Schön auch, wie Fischer in einem Buch, das sich ja doch als historische Auseinandersetzung mit vergangenen Ereignissen versteht, bis in die Gegenwart zum flammenden Ritter seines Idols wird, der gegen jene ins Feld zieht, die ihn verunglimpfen. Das waren u.a. Fritz J. Raddatz und Marcel Reich-Ranicki, die sich an Kraus mit vielen Irrtümern, Klischees und Halbwahrheiten billig und flüchtig abgearbeitet haben und denen er die Leviten liest…

Es ist unmöglich, auch nur annähernd auf alles einzugehen, was Fischer in seinem Buch anspricht, dazu ist es zu ausführlich. Und er hat, wie erwähnt, mit seinem Objekt (um nicht Subjekt zu sagen) ja immer wieder Schwierigkeiten.

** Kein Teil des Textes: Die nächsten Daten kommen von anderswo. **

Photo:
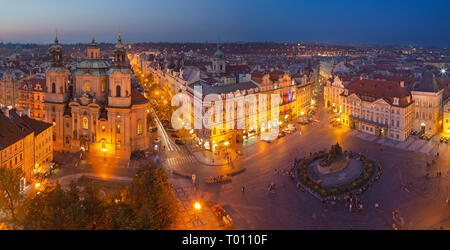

Wie redet man Karl Kraus, wenn man schon ehrlicherweise davon spricht, aus einer Beziehung wie jener zu Irene Karczewska sauber heraus? Die war nämlich vierzehneinhalb Jahre jung, als Kraus sich mit ihr vergnügte, was ihn eigentlich in die Reihe der Kinderschänder wie Peter Altenberg und Adolf Loos (beide seine Freunde) stellen würde. Fischer verteidigt, dass Mädchen in der Monarchie ab 14 für heiratsfähig galten, dass die sehr junge Dame ja schon einschlägige Erfahrungen hatte und es auch andere aus Kraus’ Umkreis (beispielsweise Fritz Wittels) mit ihr – trieben. Kraus war kein Pädophiler, darauf besteht Fischer, und ehrlich, aus der Distanz ist es auch völlig egal. Der Biograph möchte wohl bloß nicht, dass irgendjemand die Geschichte sensationell aufbereitet, wie es Ulrich Weinzierl etwa mit den geheimen perversen Gelüsten von Stefen Zweig getan hat…

Wie viel Karl Kraus sich von Frauen bieten ließ, ermisst man aus der in allen Details dargestellten Beziehung zu Baronin Sidonie Nádherny von Borutin, die immer als „Lichtgestalt“ in seinem Leben galt, weil er ihr so schöne Briefe geschrieben hat. Tatsächlich war die Dame, von der man zwar nicht ihre Briefe, wohl aber ihre Tagebücher kennt, in höchstem Maße promiskuitiv, und Anbeter Karl Kraus schob ihr Verhalten, das in ihren Aufzeichnungen sogar von leichter Verächtlichkeit zeugt, offenbar auf weibliche Exzentrik. Liest man, was er sich von ihr alles gefallen ließ, könnte er einem leid tun – geht man durch das Buch, das aus den unaufhörlichen Attacken eines „Widersprechers“ gegen seine Mitwelt erzählt, versiegt das Mitleid.

Wie gesagt, eine klassische Biographie ist es nicht geworden. Aber was Fischer für manchen Leser schuldig geblieben sein mag, schlicht und einfach auch den Ablauf eines Lebens (was ja nicht grundsätzlich uninteressant ist), bekommt man im Anhang auf immerhin 24 Seiten einer detaillierter Chronik geboten. Damit ist das wirklich bewundernswerte Kraus-Kompendium auch auf diese Art komplett. Dass ein Mensch in seinem Widerspruch auch nach so viel Bemühen ein Mensch in seinem Widerspruch bleibt – wie könnte man sich darüber wundern?